The village’s letter to the IEPA highlighted what it considered to be several major deficiencies. According to Nancy Loeb, counsel to DePue and director of the Environmental Law Clinic at Northwestern University’s Bluhm Legal Clinic, who coordinated evaluations of the assessments and responses to the IEPA, the risk assessments continue to underestimate the risks posed to human health and the environment.

First, the assessments incorrectly considered exposure of individuals to toxins.

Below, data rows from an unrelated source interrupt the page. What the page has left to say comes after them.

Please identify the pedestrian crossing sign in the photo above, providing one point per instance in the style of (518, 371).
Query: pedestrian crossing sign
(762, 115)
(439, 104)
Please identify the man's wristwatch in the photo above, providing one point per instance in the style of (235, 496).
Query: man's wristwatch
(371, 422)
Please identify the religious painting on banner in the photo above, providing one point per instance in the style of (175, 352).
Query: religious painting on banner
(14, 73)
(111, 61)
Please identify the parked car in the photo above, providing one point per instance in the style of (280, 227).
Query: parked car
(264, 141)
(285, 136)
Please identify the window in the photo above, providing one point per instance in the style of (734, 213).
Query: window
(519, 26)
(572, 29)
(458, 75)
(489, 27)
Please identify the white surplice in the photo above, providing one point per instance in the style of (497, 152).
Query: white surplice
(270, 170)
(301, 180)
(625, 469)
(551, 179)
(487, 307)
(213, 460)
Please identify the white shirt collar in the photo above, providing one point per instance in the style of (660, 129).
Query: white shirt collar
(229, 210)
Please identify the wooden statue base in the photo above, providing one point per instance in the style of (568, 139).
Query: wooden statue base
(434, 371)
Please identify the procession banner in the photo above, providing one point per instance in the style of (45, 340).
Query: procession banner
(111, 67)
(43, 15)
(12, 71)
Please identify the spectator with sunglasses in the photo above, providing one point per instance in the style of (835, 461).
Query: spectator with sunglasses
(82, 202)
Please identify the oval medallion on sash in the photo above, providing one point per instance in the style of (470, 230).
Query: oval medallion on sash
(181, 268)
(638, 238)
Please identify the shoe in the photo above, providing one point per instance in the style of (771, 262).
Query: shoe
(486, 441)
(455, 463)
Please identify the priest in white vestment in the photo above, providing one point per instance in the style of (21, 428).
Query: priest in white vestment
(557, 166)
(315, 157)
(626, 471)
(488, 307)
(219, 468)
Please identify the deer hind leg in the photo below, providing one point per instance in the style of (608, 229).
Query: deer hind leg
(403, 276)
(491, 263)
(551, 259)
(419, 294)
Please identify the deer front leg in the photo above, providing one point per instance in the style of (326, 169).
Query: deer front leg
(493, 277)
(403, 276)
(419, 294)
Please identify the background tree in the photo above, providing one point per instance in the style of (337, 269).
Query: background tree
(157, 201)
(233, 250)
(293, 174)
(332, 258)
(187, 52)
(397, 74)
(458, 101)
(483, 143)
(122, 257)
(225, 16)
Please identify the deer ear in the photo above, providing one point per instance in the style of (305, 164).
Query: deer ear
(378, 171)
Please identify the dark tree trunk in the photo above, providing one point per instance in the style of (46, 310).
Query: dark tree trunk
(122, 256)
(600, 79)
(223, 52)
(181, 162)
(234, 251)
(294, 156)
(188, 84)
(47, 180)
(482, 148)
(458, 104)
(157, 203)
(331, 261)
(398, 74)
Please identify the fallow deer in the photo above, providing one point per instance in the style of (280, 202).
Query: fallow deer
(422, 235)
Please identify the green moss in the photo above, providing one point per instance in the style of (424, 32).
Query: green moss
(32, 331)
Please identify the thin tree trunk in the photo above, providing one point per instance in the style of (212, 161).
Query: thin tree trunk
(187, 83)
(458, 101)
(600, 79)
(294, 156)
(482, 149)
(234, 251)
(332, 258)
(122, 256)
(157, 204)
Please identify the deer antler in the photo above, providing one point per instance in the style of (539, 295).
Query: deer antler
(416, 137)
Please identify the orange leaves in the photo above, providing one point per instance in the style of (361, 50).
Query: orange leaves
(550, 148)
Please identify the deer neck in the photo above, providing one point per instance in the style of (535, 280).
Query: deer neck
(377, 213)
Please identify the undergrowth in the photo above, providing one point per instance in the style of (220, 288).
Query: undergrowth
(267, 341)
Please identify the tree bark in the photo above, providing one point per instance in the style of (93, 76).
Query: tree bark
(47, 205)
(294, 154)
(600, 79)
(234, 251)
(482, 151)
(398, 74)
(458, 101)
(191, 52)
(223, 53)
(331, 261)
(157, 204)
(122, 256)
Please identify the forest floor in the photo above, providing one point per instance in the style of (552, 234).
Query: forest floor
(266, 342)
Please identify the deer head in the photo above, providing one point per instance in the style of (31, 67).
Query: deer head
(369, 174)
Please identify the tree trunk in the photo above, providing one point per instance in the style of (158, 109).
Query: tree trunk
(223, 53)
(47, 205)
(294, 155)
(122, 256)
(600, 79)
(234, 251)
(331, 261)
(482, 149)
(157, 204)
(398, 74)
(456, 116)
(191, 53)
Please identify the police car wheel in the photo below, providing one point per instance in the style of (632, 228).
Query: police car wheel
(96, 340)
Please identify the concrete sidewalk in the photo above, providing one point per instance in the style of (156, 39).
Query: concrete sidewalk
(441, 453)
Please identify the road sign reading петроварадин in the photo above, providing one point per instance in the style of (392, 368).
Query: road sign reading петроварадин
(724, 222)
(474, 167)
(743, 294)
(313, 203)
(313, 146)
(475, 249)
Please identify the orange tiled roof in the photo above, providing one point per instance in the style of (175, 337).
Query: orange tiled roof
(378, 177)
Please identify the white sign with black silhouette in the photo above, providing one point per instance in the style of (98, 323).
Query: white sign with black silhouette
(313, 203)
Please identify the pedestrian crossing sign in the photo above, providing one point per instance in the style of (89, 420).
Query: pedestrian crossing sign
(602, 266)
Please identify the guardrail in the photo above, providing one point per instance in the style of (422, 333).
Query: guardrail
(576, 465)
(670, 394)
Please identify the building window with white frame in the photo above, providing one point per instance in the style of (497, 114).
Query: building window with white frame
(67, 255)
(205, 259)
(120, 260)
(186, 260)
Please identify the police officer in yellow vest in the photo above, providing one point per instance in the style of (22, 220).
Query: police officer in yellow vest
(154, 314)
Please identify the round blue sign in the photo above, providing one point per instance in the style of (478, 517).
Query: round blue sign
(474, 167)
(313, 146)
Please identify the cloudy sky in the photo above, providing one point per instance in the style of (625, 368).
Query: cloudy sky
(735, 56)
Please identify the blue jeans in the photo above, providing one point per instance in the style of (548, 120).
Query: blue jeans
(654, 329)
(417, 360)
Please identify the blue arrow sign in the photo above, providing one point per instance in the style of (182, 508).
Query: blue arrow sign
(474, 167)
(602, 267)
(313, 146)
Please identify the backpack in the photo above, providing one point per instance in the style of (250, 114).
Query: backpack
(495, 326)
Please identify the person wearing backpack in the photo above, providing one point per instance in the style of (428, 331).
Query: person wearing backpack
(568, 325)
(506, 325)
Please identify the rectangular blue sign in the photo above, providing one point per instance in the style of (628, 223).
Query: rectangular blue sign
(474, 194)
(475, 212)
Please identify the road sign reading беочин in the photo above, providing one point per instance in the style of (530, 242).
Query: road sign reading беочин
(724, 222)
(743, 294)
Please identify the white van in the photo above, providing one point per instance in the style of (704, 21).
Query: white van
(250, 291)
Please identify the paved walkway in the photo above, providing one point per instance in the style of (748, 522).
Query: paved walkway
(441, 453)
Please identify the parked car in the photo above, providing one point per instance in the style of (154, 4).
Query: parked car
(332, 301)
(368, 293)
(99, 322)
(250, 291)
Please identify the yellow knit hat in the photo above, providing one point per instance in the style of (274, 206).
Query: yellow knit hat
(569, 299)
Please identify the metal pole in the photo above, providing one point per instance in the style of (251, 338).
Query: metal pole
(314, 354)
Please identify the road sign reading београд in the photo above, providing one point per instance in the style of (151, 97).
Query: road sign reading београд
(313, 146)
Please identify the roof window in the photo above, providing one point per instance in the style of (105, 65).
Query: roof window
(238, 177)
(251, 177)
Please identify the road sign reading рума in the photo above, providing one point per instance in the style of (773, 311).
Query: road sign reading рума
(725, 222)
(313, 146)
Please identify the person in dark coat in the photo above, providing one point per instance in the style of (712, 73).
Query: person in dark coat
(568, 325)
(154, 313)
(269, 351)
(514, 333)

For example, the risk assessments do not consider the total exposure of someone who is exposed to toxins in the lake from both work and leisure activities. The assessments also ignore people who have lived in DePue their entire lives and have been exposed to the lake in a wide variety of ways such as fishing, boating and wading throughout their lives. 

Second, the village believes the assessments do not adequately address risks to organisms currently living in the lake or the loss of aquatic life because of the contamination. Current aquatic life in the lake is extremely limited and only those few species able to survive the high levels of toxicants in the lake exist there today. In addition, the assessments are particularly inadequate in their treatment of organisms which are crucial to the overall ecological health of the lake.